We don't really have a greenlighting process here, but for new features like this it's good to be clear on what is being suggested prior to spending time developing it. More than once, contributors have developed significant features, submitted a PR, and use the code review process to review specification, design, and implementation all at once. As you can imagine, this tends to be messy and takes up a lot of time.

I'll close this issue (Feel free to open if you have any thoughts to put here) and I will open another one with clear specifications as I am not a fan of taking more of your time than I have to. Will do it with clear user code examples and semantics of the messages and how I think it relates to Orleans programming model. I consider this a feature for the specific cases only anyways.

As for an MMO that is a radical deviation from the existing zone based patterns typically used, and, to a degree, utilizing an (virtual) actor model, this is what I was playing with in my head (and only prototyped a little). I want to be clear, I'm not suggesting the below, as it's completely unproven, just sharing some thinking I'd previously done on this subject.

:) Maybe I should join 343 industries!

What you are describing is very similar to what I thought. I'm not sure if the physics server should be in Orleans at all and I guess maybe a C++ based fast one is the best option with a fully deterministic integer based calculation engine.

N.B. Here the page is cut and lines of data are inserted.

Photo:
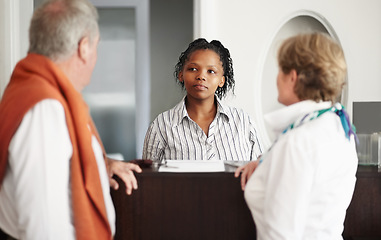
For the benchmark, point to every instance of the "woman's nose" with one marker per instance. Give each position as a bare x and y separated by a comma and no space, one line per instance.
201,76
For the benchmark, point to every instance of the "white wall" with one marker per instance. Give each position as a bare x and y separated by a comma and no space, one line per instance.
247,28
171,29
14,23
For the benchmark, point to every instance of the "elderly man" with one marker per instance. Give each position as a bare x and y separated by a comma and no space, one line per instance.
54,176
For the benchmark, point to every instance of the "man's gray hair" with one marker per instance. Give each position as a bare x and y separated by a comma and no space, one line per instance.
58,25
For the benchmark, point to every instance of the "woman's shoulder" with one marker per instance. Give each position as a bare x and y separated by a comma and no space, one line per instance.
169,116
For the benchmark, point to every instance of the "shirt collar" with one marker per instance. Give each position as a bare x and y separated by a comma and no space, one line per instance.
181,111
280,119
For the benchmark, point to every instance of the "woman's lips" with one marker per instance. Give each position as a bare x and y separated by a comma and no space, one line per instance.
200,87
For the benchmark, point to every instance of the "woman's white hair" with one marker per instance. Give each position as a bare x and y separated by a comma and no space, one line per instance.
57,26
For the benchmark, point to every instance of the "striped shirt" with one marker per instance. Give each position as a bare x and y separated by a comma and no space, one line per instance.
173,135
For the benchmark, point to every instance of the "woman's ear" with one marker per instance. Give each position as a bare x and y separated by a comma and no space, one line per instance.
293,76
83,49
222,82
180,77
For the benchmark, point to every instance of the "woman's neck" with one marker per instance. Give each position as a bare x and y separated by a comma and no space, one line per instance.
202,112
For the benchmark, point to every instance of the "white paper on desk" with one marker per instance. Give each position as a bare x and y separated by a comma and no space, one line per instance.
193,166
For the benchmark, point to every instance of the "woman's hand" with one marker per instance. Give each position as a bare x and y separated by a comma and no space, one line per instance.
125,172
247,170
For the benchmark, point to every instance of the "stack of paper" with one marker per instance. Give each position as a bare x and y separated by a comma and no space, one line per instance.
193,166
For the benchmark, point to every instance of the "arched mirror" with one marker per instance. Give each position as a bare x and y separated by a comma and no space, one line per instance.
302,22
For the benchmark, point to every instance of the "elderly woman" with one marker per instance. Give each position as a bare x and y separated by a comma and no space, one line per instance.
303,184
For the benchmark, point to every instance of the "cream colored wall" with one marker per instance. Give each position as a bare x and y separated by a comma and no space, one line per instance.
247,27
14,23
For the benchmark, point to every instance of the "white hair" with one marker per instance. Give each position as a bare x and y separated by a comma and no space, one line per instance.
57,26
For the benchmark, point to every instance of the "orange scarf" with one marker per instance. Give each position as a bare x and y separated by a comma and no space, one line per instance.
36,78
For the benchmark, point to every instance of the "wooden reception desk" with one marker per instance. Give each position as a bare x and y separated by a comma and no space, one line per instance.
212,206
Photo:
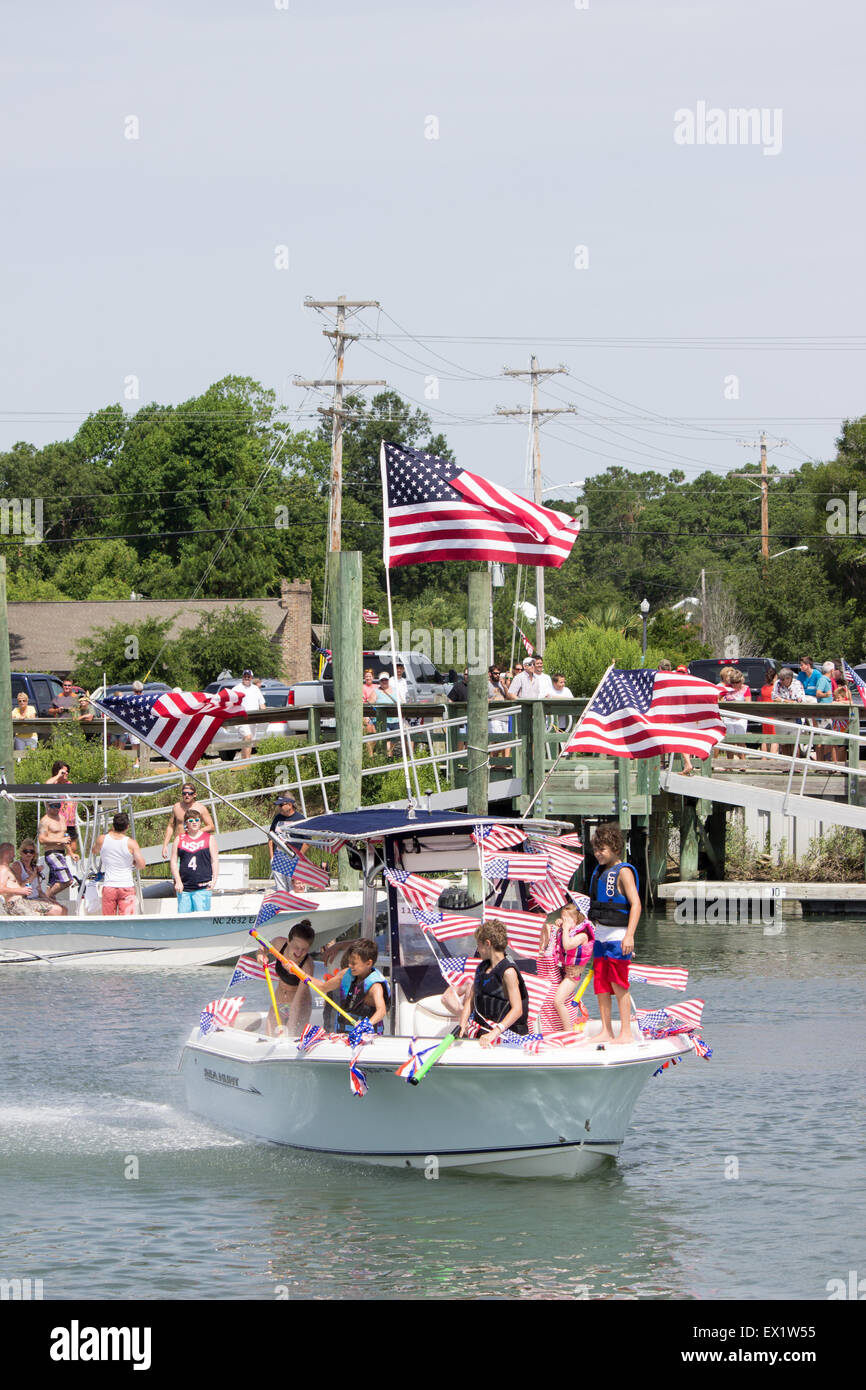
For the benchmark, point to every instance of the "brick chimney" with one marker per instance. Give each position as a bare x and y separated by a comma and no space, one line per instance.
295,630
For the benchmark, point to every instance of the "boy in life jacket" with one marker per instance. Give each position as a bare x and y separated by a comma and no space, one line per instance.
293,997
363,990
498,998
616,911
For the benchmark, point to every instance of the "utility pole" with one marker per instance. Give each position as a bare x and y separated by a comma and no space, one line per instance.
341,338
535,414
765,488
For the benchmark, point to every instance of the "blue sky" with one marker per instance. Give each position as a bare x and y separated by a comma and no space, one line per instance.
307,128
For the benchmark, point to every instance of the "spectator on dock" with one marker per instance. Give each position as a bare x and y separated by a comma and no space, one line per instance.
527,684
766,695
22,742
787,690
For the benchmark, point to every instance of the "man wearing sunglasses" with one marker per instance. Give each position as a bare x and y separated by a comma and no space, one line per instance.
178,812
195,865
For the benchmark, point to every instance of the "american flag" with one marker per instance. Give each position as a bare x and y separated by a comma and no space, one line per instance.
548,894
445,925
459,970
851,676
563,863
499,837
303,870
220,1014
669,977
420,893
310,1036
645,713
246,969
180,726
435,510
524,868
523,929
357,1082
282,901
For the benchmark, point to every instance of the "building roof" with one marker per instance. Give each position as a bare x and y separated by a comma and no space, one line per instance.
45,635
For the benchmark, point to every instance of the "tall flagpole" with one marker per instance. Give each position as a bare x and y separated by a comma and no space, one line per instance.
562,754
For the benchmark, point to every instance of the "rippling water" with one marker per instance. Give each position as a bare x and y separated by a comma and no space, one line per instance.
738,1176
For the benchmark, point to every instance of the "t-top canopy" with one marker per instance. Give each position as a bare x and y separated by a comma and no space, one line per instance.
82,791
378,822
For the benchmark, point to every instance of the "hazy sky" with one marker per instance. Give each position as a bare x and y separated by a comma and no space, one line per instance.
451,161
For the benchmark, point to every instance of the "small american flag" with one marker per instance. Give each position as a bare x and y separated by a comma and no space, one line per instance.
459,970
851,676
499,837
246,969
669,977
220,1014
357,1082
303,870
420,893
310,1036
435,510
445,925
177,724
548,894
523,868
282,901
563,863
645,713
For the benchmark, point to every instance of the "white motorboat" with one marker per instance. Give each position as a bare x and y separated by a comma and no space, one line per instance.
558,1112
157,933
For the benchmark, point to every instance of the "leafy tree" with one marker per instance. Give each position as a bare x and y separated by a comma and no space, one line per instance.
128,652
232,640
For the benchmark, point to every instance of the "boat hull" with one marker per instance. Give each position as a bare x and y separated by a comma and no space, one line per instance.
166,937
488,1111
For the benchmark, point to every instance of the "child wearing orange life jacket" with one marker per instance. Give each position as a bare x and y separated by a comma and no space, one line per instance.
574,937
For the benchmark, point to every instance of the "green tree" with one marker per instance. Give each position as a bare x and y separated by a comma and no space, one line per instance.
232,640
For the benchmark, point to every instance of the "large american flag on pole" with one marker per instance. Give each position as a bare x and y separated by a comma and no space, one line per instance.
645,713
435,510
177,724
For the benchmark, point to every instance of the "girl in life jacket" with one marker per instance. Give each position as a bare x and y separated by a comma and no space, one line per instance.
363,990
498,998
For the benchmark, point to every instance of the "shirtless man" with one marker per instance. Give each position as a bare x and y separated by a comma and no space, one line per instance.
14,895
178,811
56,843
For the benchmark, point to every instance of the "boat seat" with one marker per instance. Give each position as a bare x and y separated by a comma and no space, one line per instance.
431,1018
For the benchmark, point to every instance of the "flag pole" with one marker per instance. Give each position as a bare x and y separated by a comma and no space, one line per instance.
562,752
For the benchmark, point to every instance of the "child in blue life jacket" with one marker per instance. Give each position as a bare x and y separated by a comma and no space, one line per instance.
363,990
573,944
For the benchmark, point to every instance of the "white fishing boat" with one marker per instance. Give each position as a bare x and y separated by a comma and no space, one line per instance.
156,933
556,1112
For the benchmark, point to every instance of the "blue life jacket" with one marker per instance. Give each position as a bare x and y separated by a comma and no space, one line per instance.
353,998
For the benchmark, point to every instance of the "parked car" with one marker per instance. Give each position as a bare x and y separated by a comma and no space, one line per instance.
754,669
41,690
228,741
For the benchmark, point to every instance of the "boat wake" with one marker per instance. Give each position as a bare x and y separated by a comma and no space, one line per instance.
104,1125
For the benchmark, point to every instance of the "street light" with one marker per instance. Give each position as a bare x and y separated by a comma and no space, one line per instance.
644,612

The thing that big world engine does and we did in PikkoServer with headless unity instances was synchronous zone servers written in normal game engines which didn't work well at all.I linked to Pikko from #2482 http://developer.muchdifferent.com/unitypark/PikkoServer

I guess limits can be pushed and we can do better. EVE online uses stackless python for zone logic but I am not sure if they run game logic in parallel or not, I guess they might partially do. I've worked a bit with one of their former engineers of CCP which thinks async zone servers with a good management of AOI and async physics should be the only way to do it. Let's see how it will go forward. I highly highly enjoyed talking about it to someone who understands it very well. Thank you for the discussion.